Wednesday, August 17, 2016

Concussion management 2

Individuals usually recover from sports related concussions ( SRCs) within days to weeks, with complete resolution of symptoms and cognitive improvement.  General management of SRCs focuses on mental and physical rest until an athlete is symptom free. Following this clinical improvement, a graduated increase in physical activity is instituted before an individual may return to play.

In its "Heads Up to Health Care Providers" campaign, the Centers for Disease Control and Prevention published return-to-play steps adapted from the International Concussion Consensus Guidelines to help safely return athletes to play. This graduated, stepwise return-to-play protocol is also supported by the American Academy of Pediatrics.  Each stage of the graduated increase is expected to take 24 hours, and the athlete must remain asymptomatic to qualify to proceed to the next tier of activity. If any symptoms return, the athlete is probably pushing too hard to return and should stop all physical activity. In that situation, the athlete is instructed to rest for 24 hours, and then return to the previous phase and resume activity at that level. Once the athlete is again asymptomatic at that level, they may continue to proceed to gradually increasing levels of activity and continue toward returning to play, as long as they remain symptom free.  Most athletes will recover quickly and fully after a concussion, but should symptoms worsen at any time, remain present for greater than 10–14 days, or if athletes have a history of multiple concussion or mood disorders, a referral to a concussion specialist is warranted. It is the current practice of the senior author to evaluate athletes with a suspected SRC in a formal clinical setting before clearing them to return to the field of play.

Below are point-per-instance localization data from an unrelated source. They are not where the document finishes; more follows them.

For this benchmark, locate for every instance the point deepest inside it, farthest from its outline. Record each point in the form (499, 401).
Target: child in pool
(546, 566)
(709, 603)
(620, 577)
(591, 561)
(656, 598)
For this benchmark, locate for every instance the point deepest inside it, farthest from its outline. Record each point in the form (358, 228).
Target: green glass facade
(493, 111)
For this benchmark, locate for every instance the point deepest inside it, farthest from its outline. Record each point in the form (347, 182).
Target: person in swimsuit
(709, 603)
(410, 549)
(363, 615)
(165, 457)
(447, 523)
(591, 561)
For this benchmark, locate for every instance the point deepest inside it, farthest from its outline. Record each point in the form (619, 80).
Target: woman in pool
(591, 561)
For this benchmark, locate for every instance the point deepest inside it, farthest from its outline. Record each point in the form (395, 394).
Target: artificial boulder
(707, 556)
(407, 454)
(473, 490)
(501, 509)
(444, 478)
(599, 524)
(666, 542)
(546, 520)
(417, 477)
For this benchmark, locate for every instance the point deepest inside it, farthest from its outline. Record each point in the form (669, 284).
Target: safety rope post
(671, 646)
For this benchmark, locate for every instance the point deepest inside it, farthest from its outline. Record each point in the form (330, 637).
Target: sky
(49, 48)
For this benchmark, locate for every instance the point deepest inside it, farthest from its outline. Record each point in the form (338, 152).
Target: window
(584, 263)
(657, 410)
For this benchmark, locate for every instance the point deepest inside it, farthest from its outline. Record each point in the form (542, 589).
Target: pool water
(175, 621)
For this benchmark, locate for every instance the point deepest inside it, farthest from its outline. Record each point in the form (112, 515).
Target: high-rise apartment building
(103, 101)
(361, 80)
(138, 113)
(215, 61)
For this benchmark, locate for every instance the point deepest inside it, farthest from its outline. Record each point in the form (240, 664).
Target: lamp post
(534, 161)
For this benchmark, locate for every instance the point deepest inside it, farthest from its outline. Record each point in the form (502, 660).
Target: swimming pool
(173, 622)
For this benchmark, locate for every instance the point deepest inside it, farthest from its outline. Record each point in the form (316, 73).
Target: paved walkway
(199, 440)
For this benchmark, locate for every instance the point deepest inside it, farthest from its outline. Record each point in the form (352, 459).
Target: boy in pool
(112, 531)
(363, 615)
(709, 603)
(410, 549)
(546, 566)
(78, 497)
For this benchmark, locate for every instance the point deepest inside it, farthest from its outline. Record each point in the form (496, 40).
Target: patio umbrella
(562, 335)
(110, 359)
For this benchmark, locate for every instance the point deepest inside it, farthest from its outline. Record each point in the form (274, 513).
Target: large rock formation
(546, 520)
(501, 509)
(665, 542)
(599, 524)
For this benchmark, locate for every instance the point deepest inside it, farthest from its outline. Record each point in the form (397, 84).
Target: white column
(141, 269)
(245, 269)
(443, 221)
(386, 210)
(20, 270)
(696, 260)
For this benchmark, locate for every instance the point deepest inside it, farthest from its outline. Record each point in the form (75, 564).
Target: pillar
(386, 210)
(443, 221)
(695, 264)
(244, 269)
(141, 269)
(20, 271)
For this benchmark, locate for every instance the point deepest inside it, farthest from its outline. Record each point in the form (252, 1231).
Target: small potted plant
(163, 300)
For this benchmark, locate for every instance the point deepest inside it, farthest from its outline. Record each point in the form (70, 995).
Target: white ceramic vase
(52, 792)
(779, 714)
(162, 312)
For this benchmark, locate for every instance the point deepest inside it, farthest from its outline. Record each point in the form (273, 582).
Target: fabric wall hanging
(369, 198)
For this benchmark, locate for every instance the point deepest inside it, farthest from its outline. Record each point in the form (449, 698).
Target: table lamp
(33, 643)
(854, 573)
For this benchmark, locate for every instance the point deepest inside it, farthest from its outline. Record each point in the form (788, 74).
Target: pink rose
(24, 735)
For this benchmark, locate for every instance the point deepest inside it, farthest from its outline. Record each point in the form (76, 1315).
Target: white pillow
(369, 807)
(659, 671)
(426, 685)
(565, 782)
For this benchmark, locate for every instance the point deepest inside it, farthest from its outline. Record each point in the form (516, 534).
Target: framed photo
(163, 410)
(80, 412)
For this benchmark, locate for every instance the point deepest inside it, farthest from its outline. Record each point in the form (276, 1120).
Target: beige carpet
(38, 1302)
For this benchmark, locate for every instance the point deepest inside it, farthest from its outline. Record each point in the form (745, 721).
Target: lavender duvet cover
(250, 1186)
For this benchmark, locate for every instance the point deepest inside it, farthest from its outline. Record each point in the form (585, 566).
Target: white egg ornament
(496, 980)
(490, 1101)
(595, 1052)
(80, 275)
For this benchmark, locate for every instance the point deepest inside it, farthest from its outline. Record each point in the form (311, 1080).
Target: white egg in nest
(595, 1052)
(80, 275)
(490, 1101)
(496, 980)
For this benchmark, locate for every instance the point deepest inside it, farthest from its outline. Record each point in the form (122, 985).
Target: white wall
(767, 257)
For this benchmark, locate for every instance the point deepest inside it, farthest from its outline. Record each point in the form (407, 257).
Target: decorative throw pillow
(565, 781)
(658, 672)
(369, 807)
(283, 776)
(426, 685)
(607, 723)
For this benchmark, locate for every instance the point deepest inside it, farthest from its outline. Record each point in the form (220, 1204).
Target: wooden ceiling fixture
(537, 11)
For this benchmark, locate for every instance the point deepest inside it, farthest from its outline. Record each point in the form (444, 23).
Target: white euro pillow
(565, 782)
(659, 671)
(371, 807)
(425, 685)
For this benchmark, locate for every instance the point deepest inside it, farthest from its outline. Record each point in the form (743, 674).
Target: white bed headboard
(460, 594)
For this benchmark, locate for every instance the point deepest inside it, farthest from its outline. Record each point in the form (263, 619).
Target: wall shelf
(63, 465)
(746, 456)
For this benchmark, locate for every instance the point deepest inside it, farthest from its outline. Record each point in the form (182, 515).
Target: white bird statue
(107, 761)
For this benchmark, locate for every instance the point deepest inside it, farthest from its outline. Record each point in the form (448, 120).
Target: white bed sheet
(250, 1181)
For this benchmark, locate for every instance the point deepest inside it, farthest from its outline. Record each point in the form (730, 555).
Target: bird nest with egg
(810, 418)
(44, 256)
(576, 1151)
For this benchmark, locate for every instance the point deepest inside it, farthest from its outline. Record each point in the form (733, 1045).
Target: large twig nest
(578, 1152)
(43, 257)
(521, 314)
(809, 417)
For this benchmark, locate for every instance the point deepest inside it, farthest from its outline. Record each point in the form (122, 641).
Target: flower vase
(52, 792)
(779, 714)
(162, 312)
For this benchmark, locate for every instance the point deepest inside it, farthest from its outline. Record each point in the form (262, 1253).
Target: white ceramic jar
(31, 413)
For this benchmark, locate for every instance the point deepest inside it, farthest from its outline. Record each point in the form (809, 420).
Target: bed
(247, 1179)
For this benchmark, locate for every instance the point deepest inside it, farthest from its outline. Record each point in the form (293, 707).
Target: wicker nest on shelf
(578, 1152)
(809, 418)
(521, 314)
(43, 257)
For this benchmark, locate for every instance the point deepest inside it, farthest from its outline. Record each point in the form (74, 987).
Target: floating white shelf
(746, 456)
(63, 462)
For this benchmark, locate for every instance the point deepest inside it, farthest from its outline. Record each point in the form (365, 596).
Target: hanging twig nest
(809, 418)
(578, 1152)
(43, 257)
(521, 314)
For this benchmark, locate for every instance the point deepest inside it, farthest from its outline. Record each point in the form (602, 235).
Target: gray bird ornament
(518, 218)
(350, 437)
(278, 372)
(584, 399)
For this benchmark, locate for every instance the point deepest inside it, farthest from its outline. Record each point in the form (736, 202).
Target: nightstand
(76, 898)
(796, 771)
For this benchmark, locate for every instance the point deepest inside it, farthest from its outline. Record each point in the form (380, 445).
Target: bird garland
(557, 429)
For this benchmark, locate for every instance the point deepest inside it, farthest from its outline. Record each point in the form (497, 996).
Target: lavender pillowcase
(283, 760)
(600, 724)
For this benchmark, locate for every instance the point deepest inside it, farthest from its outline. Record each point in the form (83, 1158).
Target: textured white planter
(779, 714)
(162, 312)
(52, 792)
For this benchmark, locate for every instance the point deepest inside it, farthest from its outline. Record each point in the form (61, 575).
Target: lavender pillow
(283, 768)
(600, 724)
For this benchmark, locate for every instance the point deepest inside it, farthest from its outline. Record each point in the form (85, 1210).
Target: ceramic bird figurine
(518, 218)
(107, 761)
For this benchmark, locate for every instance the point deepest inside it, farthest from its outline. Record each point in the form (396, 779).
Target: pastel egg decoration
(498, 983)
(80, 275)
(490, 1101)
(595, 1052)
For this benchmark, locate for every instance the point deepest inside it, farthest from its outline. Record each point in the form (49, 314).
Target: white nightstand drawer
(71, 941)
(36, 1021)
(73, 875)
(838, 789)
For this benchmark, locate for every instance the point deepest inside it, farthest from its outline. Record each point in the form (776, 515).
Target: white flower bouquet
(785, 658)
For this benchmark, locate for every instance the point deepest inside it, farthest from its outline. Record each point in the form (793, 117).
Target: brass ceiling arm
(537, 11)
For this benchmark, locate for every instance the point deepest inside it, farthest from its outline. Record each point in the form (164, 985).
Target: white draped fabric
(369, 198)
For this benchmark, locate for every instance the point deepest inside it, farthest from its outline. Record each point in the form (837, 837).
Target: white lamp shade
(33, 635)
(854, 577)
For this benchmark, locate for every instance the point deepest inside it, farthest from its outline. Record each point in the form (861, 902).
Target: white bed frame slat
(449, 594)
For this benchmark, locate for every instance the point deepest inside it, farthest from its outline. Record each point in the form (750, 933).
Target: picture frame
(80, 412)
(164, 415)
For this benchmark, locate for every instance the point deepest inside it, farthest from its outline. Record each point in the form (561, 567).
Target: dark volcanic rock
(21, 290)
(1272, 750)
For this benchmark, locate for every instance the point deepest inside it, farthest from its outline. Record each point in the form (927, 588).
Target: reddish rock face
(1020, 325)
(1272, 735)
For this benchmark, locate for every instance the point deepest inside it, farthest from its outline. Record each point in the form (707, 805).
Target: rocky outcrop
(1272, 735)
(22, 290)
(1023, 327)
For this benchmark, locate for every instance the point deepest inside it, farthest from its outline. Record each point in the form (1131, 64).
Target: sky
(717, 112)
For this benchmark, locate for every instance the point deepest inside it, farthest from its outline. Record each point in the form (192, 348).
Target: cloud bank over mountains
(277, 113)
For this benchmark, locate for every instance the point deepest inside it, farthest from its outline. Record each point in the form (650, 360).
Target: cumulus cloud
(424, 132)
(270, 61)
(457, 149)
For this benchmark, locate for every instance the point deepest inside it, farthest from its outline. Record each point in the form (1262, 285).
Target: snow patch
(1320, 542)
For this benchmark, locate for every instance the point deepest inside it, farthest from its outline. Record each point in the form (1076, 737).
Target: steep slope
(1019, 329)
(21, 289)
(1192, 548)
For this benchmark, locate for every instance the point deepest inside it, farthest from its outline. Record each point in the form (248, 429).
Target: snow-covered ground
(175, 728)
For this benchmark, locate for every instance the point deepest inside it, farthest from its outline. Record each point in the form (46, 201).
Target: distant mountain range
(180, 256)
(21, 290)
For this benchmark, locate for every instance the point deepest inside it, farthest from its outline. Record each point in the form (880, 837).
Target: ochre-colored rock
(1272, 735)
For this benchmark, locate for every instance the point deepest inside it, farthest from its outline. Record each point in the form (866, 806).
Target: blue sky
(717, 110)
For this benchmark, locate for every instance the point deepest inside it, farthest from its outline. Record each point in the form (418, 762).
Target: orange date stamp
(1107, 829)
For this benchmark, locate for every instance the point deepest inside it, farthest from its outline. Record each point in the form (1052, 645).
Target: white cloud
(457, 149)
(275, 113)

The American Academy of Neurology has also published an evidence-based guideline for managing athletes with concussion. This guideline recommends immediate removal from play of an athlete with a concussion until they can be assessed by a licensed health care professional trained in recognizing concussion. The guideline recommends assessing each athlete individually, with no set timeline for safe return to play. For example, high school and younger athletes should be managed more conservatively, because they can take longer to recover than college athletes. This guideline also concludes that absolute rest during concussion recovery is not supported with sufficient evidence, and therefore activities that do not worsen symptoms and do not pose a risk of repeat concussion may be included in the concussion management plan…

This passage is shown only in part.